Audible amplifier hum opens the closing epic, a cover of The Animals’ “Inside Looking Out”, but here their original “Parchment Farm” styled-scenario has been refashioned lyrically (slightly) and musically (extremely) into a stripped down power anthem with bowel-loosening bass that blur the definitions between doing time in jail with time at a soul-crushing factory job, weaving the discontents of both into a burlap / nickel bag and torching it on fire with the heat from their Marshall stacks. The unfaltering, steady rhythm never exceeds its self-imposed speed limit, and Schacher’s bass exclamation points are stop signs that the lumbering Grand Funk King Tiger tank mows down over and over again.

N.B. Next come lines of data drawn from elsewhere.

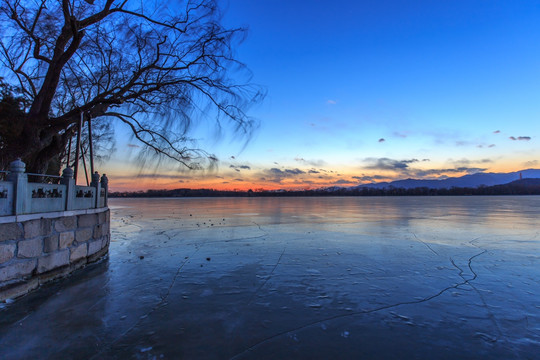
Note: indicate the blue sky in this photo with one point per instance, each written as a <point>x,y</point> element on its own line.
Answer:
<point>377,90</point>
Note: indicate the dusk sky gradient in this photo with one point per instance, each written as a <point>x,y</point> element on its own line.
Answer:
<point>362,91</point>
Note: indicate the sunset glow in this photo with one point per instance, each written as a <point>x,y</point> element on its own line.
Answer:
<point>369,91</point>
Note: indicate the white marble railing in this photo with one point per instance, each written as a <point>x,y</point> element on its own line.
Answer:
<point>18,196</point>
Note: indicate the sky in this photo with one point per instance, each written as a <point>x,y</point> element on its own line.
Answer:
<point>369,91</point>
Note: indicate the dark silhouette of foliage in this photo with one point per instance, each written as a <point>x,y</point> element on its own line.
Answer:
<point>519,187</point>
<point>154,66</point>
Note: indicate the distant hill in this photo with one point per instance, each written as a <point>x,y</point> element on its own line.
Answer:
<point>473,180</point>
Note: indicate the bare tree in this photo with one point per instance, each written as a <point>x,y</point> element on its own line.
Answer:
<point>154,66</point>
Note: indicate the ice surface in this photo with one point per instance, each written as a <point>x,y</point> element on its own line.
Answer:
<point>269,278</point>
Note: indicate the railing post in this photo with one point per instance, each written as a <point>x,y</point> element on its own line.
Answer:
<point>96,184</point>
<point>67,179</point>
<point>105,185</point>
<point>19,179</point>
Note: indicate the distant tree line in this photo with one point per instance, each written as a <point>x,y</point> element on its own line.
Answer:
<point>519,187</point>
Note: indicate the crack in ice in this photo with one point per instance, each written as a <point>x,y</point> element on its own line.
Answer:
<point>350,314</point>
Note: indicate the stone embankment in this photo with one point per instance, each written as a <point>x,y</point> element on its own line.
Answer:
<point>41,247</point>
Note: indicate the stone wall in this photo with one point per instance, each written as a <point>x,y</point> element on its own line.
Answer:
<point>41,247</point>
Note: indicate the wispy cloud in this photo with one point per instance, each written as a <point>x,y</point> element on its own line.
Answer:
<point>343,182</point>
<point>278,175</point>
<point>317,162</point>
<point>401,135</point>
<point>369,178</point>
<point>520,138</point>
<point>388,164</point>
<point>240,167</point>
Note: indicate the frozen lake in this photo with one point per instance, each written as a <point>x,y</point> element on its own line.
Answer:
<point>271,278</point>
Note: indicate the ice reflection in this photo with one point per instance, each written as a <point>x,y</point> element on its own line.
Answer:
<point>457,277</point>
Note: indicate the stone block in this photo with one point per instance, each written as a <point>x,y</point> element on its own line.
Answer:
<point>10,231</point>
<point>100,230</point>
<point>94,246</point>
<point>7,252</point>
<point>103,217</point>
<point>17,270</point>
<point>84,234</point>
<point>66,239</point>
<point>50,243</point>
<point>65,223</point>
<point>87,220</point>
<point>105,241</point>
<point>38,227</point>
<point>78,252</point>
<point>30,248</point>
<point>53,260</point>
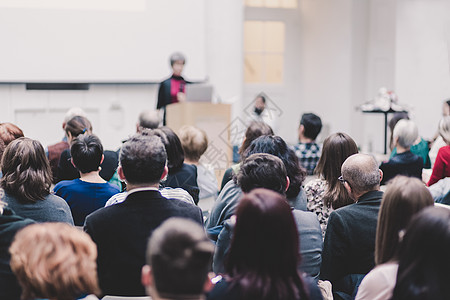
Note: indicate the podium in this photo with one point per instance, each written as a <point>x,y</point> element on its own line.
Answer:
<point>214,119</point>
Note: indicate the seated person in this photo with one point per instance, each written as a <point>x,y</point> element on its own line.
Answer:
<point>267,171</point>
<point>55,261</point>
<point>89,192</point>
<point>307,151</point>
<point>178,261</point>
<point>405,162</point>
<point>195,143</point>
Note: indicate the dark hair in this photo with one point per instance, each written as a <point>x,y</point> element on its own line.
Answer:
<point>86,152</point>
<point>262,170</point>
<point>78,125</point>
<point>174,150</point>
<point>254,130</point>
<point>143,159</point>
<point>424,265</point>
<point>312,124</point>
<point>404,197</point>
<point>180,255</point>
<point>264,252</point>
<point>336,148</point>
<point>275,145</point>
<point>26,170</point>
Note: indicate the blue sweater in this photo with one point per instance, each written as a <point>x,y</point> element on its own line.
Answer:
<point>84,197</point>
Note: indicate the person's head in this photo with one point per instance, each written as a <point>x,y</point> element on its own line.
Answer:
<point>336,149</point>
<point>404,197</point>
<point>177,61</point>
<point>262,170</point>
<point>254,130</point>
<point>194,142</point>
<point>148,119</point>
<point>444,129</point>
<point>143,160</point>
<point>87,153</point>
<point>424,266</point>
<point>360,174</point>
<point>26,170</point>
<point>76,126</point>
<point>54,261</point>
<point>275,145</point>
<point>405,133</point>
<point>310,126</point>
<point>174,150</point>
<point>264,251</point>
<point>179,257</point>
<point>9,132</point>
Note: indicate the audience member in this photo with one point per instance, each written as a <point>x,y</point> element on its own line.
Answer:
<point>349,245</point>
<point>121,231</point>
<point>181,174</point>
<point>89,192</point>
<point>404,162</point>
<point>420,146</point>
<point>254,131</point>
<point>54,151</point>
<point>424,267</point>
<point>263,257</point>
<point>178,260</point>
<point>55,261</point>
<point>441,168</point>
<point>10,223</point>
<point>195,143</point>
<point>26,181</point>
<point>404,197</point>
<point>307,151</point>
<point>76,126</point>
<point>267,171</point>
<point>326,193</point>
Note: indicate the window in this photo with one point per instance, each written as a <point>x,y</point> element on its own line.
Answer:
<point>263,51</point>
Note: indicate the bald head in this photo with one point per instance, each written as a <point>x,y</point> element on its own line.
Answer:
<point>361,172</point>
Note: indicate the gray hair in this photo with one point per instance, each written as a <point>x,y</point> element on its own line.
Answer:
<point>406,131</point>
<point>176,57</point>
<point>361,172</point>
<point>444,128</point>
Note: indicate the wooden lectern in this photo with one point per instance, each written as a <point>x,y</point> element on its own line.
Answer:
<point>214,119</point>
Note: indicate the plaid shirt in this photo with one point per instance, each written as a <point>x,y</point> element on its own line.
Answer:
<point>308,154</point>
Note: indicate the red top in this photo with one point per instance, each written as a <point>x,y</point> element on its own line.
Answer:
<point>441,167</point>
<point>177,84</point>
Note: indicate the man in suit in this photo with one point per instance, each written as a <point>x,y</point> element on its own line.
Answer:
<point>121,231</point>
<point>348,252</point>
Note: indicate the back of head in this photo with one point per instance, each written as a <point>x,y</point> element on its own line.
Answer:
<point>143,159</point>
<point>275,145</point>
<point>404,197</point>
<point>254,130</point>
<point>78,125</point>
<point>336,149</point>
<point>9,132</point>
<point>86,152</point>
<point>444,128</point>
<point>312,124</point>
<point>423,257</point>
<point>194,142</point>
<point>149,119</point>
<point>361,172</point>
<point>180,255</point>
<point>263,255</point>
<point>262,170</point>
<point>26,170</point>
<point>54,261</point>
<point>406,132</point>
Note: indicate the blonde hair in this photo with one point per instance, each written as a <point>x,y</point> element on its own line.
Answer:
<point>54,261</point>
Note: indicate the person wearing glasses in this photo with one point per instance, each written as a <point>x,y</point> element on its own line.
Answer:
<point>349,245</point>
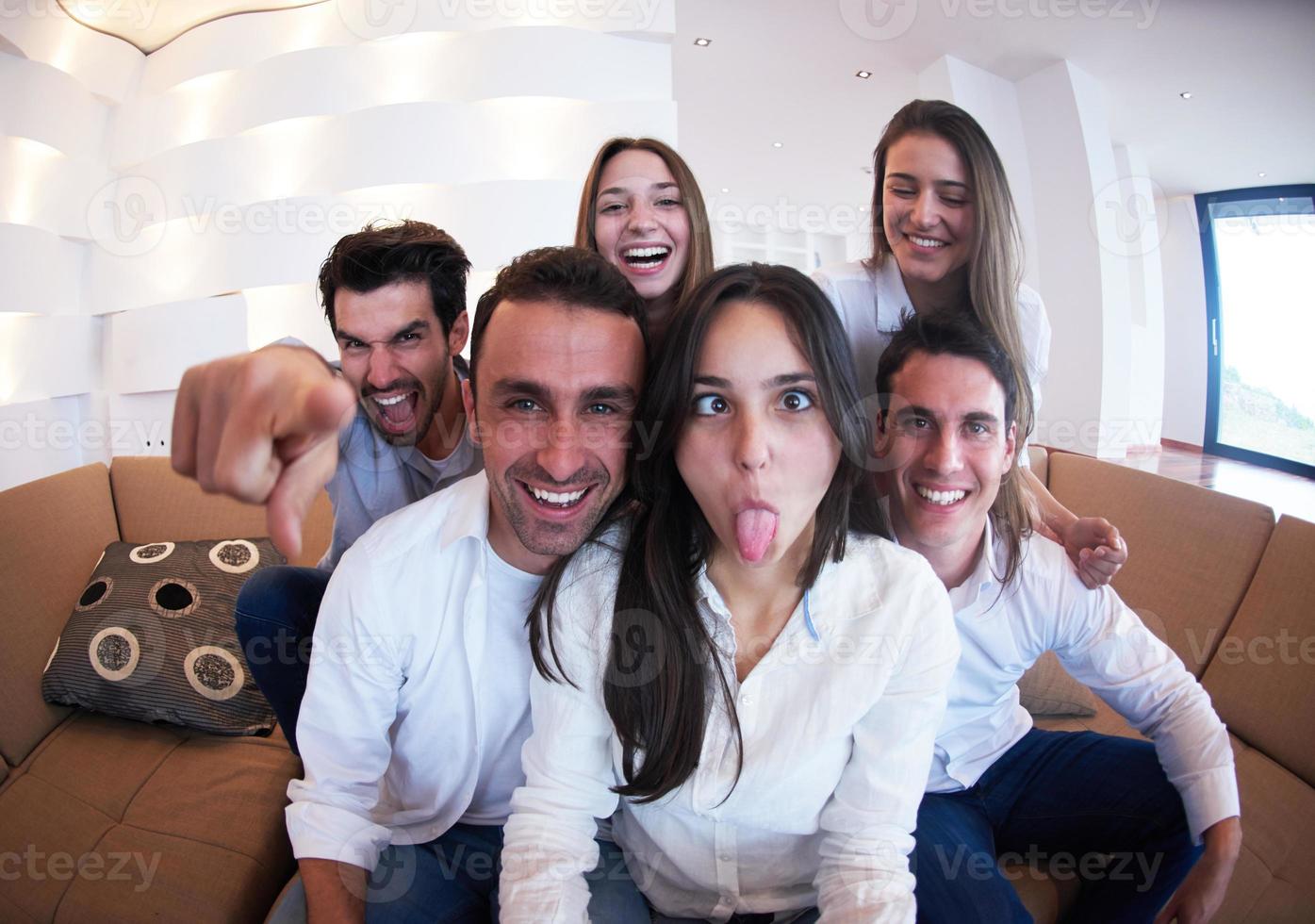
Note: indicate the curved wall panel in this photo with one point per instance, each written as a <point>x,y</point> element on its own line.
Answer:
<point>430,67</point>
<point>190,196</point>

By the time Farner’s wailing “FEEEEEEL ALLLLLLLRIIIIIIGHT” by song’s end, the now wall-shaking bass and Don Brewer’s poundings have throttled for long enough, crescendo-ing it all with white noise bombast. The coolest.
Oh, you’ll be scorned two times over for even mentioning Grand Funk’s name in mixed company nowadays. But forget mixed company: even at record shops you’ll raise an eyebrow quicker than playing a Blowfly album at a debutante ball, and that in itself is worth the ridiculously scant admission fare.